We have all heard of SPAM and we have all gotten the message. SPAM is an unsolicited, often commercial message that is transmitted online as a mass mailing to a large number of recipients. So what do we do?
The term “SPAM” comes from the CAN-SPAM Act of 2003. The law was the first in the United States to establish national standards for sending commercial email and requires the Federal Trade Commission (FTC) to enforce its provisions. . The acronym stands for Controlling the Assault of Non-Solicited Pornography and Marketing Act.
Often times, the information that is shared online between companies and their followers takes on an intentional misunderstood meaning. There are many people who share valuable and informative information intended to educate and help others overcome the challenges they face in their own businesses. Instead of it being treasured and appreciated for what it is, the intent is misinterpreted and other people get angry and resentful because, in their opinion, they are being exposed to too much information, find it annoying, and start declaring it as SPAM.
It is definitely correct to say that not all unsolicited materials that are distributed over the Internet are spam. For example, if you have voluntarily given your email address to a person or company (in other words, you have chosen to participate), you should not feel in any way that the owners of the company are spamming you. A good example of this type of email communication would be a monthly newsletter, a business proposition, or some other type of message from those particular companies.
The most important aspect of SPAM that negatively affects online recipients is that they feel like they are being bombarded with information. It is information that arrives in great volume and with great frequency. Another aspect is when people start receiving the same content multiple times.
What to do with SPAM
You really can’t prevent SPAM from reaching you completely; however, there are things you can do to minimize the amount of SPAM you receive.
- Emails: First of all, you should not post your email addresses on public forums, newsgroups, chat rooms, or websites. Unless you really want to receive a lot of information that you don’t want or need, this should be the golden rule to follow when it comes to your online presence.
- Opening messages: There are many tools and filters available that will prevent SPAM mail from reaching you. For example, Yahoo offers several options to help you. You can choose all the emails that you think may be SPAM and click the “SPAM” button. Once you have done that, those types of messages will no longer reach you. You won’t see them in your inbox.
- No reply: If you have any suspicions that an email received by you is SPAM, the worst thing you can do is reply to that email. Sometimes the message seems silly, but in reality it is not. Many times, you will have received a message and have the option to unsubscribe. When you do that, you are showing the spammer that you exist. If you are fairly certain from the subject line that the email is SPAM, you should delete it without opening it at all.
- Do not click any links in a spam email: Because spammers often have multiple unique pages on their websites, when you click a link in the SPAM email they have sent you, you are giving them a clear message that you (and only you) have received the message from that he or she sent to you.
- Never forward an email from someone you don’t know to a list of other people: The classic example of this is the Email string. This is a perfect way for spammers to get their hands on new lists of people to harass.
- Never use your home or business email address: When you sign up to a website for a service or a sweepstakes, always use a free email address, such as Hotmail or Yahoo, to create an address that will only be used for that purpose.
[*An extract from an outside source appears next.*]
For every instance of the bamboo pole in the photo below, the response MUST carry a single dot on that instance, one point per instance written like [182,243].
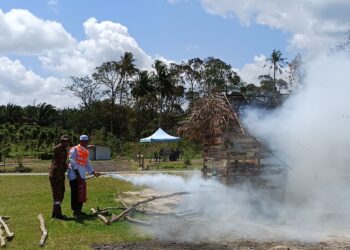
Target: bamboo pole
[125,212]
[10,234]
[43,230]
- Preview your messages: Most email programs allow you to preview all your email messages before opening them. In Outlook, go to the View menu and select Preview Pane. Once it’s activated, whenever you want to preview a message, click on it and you’ll see the preview.
- Use a SPAM filter: There are several decent SPAM filters, such as spamBayes for Windows (which is part of TechSoup’s free downloads section and will cost you nothing)
- Set your privacy settings correctly: You will need to ensure that your privacy settings do not allow you to receive any requests from other websites in your email profiles. If you sign up for free email accounts, be sure to uncheck the preselected options you don’t want.
Although SPAM is a huge nuisance for everyone, it is a way of life in this age of technology. Because everyone will continue to be connected and become even more entrenched in all things electronic in the future, we must find the most effective way to live with what we have and do it in the smartest and most effective way possible to make sure it doesn’t cause any harm. real.